The package creates an array with specified minimum resolution and optimized word length pattern, using mixed integer programming (MIP). This is a step in
generalized minimum aberration (GMA) according to Xu and Wu (2001), which is a way to minimize the confounding potential in a factorial design, as measured by the generalized word length pattern (GWLP). Reduction of short words has priority over reduction of long words, because it pertains to confounding of lower order interactions, which is assumed to be more severe than confounding of higher order interactions.

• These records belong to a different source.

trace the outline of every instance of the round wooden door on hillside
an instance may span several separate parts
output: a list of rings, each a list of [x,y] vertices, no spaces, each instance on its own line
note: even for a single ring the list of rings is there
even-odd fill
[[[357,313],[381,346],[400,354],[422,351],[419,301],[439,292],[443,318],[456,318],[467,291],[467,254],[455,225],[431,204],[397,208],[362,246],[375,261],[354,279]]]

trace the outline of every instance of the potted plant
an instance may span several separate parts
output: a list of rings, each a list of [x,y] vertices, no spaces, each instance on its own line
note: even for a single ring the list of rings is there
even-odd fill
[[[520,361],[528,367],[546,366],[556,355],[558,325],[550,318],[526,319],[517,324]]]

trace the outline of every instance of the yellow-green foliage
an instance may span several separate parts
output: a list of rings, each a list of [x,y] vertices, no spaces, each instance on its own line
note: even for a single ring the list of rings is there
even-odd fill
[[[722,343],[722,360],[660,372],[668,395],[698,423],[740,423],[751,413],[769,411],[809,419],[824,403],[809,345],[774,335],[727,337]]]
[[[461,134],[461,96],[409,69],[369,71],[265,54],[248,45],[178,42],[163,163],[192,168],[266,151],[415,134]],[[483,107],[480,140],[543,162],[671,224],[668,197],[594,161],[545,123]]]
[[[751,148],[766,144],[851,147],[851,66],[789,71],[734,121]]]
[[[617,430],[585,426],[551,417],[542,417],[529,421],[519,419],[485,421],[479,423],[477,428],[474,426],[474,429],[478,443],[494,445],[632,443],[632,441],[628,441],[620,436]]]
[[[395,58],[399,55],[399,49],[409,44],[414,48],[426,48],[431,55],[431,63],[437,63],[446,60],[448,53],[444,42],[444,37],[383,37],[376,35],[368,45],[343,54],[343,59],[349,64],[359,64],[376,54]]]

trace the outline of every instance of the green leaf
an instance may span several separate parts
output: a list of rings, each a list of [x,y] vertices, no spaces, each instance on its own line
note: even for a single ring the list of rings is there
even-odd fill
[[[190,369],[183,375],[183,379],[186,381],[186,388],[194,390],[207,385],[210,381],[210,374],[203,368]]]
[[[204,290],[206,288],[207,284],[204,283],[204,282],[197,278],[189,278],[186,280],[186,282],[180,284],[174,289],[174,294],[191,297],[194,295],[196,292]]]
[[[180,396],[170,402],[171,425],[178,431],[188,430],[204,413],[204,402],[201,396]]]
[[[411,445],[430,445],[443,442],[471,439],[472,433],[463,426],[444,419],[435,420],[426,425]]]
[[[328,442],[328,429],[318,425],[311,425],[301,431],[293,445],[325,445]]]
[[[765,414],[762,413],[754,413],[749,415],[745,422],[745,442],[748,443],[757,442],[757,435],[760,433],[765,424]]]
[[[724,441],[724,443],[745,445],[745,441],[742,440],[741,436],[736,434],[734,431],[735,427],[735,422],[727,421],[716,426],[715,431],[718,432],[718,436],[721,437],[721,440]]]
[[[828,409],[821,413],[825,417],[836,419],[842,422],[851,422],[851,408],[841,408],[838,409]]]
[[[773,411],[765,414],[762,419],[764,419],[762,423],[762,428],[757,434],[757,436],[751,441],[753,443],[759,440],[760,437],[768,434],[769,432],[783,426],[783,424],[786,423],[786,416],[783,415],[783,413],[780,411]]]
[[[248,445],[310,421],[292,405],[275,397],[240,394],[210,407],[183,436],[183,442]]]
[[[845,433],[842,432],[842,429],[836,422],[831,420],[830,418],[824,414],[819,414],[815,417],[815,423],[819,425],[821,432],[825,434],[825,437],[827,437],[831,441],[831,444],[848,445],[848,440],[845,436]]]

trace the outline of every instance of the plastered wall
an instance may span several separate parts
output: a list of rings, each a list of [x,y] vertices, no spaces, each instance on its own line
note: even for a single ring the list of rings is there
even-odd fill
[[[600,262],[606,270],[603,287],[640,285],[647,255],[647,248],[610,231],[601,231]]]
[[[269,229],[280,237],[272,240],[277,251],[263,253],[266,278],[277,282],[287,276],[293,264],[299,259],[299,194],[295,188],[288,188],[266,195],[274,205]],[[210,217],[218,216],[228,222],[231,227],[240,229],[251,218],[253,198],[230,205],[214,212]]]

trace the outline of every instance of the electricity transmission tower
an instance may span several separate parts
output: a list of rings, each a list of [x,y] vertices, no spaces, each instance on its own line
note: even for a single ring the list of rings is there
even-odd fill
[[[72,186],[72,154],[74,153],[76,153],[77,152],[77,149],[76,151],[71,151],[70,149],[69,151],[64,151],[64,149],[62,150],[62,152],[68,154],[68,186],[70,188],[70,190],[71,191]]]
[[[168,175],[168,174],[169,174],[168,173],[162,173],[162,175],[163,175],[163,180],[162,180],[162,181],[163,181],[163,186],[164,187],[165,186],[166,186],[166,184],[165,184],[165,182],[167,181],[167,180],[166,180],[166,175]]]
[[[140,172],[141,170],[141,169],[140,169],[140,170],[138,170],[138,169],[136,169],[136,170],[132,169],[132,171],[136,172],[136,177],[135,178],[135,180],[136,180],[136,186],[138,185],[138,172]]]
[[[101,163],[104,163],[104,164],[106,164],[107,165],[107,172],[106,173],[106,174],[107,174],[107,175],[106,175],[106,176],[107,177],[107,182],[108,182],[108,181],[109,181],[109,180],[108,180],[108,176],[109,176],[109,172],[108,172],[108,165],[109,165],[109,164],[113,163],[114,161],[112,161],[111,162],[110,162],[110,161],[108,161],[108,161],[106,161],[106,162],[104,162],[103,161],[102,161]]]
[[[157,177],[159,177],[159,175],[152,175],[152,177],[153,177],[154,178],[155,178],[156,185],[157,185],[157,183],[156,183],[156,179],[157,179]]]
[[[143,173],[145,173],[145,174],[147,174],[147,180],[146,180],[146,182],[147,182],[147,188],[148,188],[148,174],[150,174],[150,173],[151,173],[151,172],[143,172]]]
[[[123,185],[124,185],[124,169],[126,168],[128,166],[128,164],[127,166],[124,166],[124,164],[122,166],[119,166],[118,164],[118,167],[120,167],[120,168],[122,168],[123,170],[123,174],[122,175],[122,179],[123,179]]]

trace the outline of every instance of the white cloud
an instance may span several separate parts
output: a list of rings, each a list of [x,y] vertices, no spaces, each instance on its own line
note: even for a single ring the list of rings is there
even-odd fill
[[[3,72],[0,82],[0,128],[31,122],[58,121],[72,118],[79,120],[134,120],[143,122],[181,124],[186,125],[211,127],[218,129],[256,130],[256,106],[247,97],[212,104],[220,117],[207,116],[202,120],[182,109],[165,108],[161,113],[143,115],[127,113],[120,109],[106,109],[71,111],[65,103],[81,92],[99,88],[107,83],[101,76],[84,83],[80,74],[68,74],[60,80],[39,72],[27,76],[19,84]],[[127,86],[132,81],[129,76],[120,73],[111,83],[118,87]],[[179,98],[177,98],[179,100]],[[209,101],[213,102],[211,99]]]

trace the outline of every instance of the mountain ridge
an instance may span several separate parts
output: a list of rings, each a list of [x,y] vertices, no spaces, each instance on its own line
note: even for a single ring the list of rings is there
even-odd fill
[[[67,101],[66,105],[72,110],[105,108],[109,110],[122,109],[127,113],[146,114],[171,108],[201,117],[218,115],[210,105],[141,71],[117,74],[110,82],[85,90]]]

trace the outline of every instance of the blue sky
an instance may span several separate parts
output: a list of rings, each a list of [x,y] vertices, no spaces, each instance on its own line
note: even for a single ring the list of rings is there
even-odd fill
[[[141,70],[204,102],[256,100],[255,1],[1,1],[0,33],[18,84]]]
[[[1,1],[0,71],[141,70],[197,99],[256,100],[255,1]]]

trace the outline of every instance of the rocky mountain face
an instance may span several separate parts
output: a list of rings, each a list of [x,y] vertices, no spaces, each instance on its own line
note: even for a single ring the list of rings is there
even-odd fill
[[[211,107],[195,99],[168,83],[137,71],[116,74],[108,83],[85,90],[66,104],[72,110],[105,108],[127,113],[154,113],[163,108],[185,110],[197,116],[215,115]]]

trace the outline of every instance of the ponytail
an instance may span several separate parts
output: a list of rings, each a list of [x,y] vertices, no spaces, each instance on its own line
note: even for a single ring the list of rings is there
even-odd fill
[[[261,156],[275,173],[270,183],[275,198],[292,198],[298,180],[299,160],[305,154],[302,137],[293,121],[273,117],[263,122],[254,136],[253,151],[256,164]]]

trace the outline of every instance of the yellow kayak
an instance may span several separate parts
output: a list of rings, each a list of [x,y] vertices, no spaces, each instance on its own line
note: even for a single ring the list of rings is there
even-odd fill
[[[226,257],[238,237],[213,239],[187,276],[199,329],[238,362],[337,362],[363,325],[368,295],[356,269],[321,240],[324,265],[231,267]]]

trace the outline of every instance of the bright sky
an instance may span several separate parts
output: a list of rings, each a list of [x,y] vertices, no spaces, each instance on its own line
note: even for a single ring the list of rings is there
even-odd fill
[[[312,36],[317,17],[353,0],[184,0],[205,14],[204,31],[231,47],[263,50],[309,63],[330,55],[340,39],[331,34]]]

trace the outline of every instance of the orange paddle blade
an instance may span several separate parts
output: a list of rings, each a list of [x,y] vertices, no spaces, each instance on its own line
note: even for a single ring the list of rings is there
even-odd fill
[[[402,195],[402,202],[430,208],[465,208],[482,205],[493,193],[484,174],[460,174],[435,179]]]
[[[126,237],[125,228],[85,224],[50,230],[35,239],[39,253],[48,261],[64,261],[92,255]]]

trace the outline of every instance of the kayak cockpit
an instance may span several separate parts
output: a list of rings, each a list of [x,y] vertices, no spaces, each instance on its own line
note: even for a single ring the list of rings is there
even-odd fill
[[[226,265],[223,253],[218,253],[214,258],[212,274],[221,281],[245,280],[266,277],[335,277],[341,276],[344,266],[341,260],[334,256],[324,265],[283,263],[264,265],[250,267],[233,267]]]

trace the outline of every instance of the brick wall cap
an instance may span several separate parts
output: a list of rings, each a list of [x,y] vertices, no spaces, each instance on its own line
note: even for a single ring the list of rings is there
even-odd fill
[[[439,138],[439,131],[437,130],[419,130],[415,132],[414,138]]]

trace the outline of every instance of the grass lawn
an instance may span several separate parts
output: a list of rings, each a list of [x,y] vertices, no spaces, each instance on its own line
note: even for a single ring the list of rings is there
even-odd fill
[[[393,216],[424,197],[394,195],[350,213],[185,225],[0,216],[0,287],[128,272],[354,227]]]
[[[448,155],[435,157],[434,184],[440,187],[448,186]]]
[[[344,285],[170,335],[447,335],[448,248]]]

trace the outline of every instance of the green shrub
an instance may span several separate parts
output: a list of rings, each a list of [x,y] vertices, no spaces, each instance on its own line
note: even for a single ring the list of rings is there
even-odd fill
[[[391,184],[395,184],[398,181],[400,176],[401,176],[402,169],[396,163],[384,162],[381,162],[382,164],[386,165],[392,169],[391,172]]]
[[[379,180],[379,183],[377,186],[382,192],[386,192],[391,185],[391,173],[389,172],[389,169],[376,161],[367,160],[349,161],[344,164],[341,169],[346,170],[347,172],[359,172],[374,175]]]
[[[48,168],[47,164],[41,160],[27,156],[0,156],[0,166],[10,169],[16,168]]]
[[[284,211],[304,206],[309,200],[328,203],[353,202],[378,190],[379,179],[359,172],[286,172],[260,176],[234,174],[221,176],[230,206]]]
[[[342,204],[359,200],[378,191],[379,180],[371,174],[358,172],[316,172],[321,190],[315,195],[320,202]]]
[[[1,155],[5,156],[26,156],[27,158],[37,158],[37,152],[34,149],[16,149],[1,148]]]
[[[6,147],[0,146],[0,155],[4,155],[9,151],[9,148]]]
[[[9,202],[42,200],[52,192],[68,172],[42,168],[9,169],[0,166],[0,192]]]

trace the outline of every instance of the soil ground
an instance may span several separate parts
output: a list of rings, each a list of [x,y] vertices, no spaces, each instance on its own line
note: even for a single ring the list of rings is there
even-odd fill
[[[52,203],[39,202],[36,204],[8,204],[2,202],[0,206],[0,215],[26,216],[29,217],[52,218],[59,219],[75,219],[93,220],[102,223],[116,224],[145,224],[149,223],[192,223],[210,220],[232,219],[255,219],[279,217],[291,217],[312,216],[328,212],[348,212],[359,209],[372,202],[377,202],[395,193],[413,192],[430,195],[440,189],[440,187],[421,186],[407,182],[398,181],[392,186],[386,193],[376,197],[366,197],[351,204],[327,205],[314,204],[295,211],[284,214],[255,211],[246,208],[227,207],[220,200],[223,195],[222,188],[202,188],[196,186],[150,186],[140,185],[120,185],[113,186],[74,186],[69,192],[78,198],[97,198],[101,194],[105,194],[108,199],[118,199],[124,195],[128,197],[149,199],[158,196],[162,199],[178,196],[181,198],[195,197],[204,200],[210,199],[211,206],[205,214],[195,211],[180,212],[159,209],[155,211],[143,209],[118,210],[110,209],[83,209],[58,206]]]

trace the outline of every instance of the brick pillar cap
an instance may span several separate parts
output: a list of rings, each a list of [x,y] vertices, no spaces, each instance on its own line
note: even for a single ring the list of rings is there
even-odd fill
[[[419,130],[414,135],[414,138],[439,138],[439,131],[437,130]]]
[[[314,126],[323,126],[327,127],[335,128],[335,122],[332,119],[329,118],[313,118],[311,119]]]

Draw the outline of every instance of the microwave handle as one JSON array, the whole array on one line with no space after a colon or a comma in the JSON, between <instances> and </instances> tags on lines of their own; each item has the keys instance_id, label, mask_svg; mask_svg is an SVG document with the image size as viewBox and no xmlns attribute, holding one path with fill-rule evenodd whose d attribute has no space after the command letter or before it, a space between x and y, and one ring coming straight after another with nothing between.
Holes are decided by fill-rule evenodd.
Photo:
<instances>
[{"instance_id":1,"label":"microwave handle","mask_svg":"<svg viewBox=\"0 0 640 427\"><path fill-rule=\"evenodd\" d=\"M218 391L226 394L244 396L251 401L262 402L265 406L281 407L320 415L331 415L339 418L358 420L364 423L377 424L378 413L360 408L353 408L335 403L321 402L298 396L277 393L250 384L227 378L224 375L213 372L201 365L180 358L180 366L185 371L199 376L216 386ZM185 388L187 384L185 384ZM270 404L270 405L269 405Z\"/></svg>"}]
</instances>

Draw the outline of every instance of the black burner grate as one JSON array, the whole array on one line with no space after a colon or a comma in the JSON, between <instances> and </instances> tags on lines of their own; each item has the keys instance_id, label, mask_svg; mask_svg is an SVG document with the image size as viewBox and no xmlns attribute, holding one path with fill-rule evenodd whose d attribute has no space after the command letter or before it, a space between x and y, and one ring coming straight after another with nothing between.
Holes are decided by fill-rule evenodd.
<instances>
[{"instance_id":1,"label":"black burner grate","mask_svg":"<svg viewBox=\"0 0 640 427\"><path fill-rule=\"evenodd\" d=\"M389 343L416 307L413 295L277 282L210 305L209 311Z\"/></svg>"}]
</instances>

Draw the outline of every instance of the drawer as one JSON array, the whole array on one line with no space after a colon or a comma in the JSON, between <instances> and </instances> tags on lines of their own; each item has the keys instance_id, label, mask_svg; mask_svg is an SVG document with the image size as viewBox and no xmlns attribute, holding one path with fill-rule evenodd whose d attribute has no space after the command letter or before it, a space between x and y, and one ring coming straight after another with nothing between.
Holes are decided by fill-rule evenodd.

There is always one word of length zero. An array is said to have strength t (resolution R=t+1), if it has no words of lengths 1,...,t, but has words of length R=t+1; in that case, t-factor interactions are not confounded with the overall mean, (t-1)-factor interactions are not confounded with main effects, and so forth. Groemping and Xu (2014) provided an interpretation of the number of shortest words (i.e. words of length R) in terms of coefficients of determination of linear models with main effects model matrix columns on the LHS and full factorial t-factor models on the right-hand side; for example, in an array of strength 2 with three 3-level factors, the number of words of length 3 is the sum of the two R^2 values obtained from regressing the two main effects model matrix columns of one of the factors on a full model in the other two factors, provided main effect model matrix columns are coded orthogonally (to each other and the overall mean). GMA considers a design better than another one, if it has larger strength or resolution. In case of ties, a design is better if it has fewer shortest words; further ties are resolved by comparing words of lengths t+2, t+3, ...
Any array found by a function of this package will have the requested resolution (if not possible, an error will be thrown). If desired (default, but can be suppressed), optimization of the number of shortest words will be attempted. If kmax
is chosen larger than the resolution, optimization of longer words will also be attempted. Mixed integer optimization is very resource-intensive and often fails to provide a confirmed optimum (see also below). Choosing kmax
larger than the resolution is therefore advisable for very small problems only; in most cases, one should attempt an optimization of the number of shortest words only, or even suppress that by find.only=TRUE
. Only after this has been achieved, possibly with several sequential attempts, a subsequent attempt to improve the number of longer words should be undertaken.
Functions gurobi_MIParray
and mosek_MIParray
create an array from scratch (start=NULL
and forced=NULL
), by trying to improve a starting array specified with the argument start
, or by restricting a portion of the array to correspond to a pre-existing array with the argument forced
. If no starting array is given, the functions initially obtain one by solving a linear optimization problem for obtaining a design with the requested resolution. Subsequently, the number of shortest words of the starting array is optimized, followed by the numbers of words of length up to kmax
.
Where functions gurobi_MIParray
and mosek_MIParray
do not easily find an optimal array, it may be worthwhile to consider using functions gurobi_MIPsearch
and mosek_MIPsearch
, which can search over different orderings of the factor levels; these have been provided because a brief search for a fortunate level orderings may be successful where a very long search for an unfortunate level ordering fails.
The algorithm implemented in the package is explained in Groemping and Fontana (2019); it is a modification of Fontana (2017). Modifications include enforcing the requested resolution via a linear optimization step (much faster than sequentially optimizing all those word lengths until they are zeroes), and using a result on coding invariance from Groemping (2018) for a more parsimonious formulation of constraints. Mixed integer programming can use a lot of time and resources; in particular, the confirmation of the optimality of a solution that has been found can take prohibitively long, even if the optimal solution itself has been found fast (which is also not necessarily so). Functions gurobi_MIPcontinue
and mosek_MIPcontinue
can be used to continue optimization for larger problems,
where optimization was previously aborted, e.g. due to a time limit (however, a lot of effort is lost and has to be repeated when continuing a previous attempt). Note that it is possible to continue an optimization effort started with Gurobi using Mosek and vice versa, because the functions gurobi_MIPcontinue
and mosek_MIPcontinue
can convert problems using the internal functions mosek2gurobi
and gurobi2mosek
. Groemping (2020) explains the package itself.
The solver functions in the package use the commercial solvers Mosek and/or Gurobi, which provide free academic licenses. These solvers and their corresponding vendor-provided R packages have to be installed for using the package's solver functions. For users who do not have access to these but to other solvers, the package provides export functions to mps files that can be read by other solvers, for example by IBM CPLEX (write_MPSMIQP
, write_MPSILPlist
).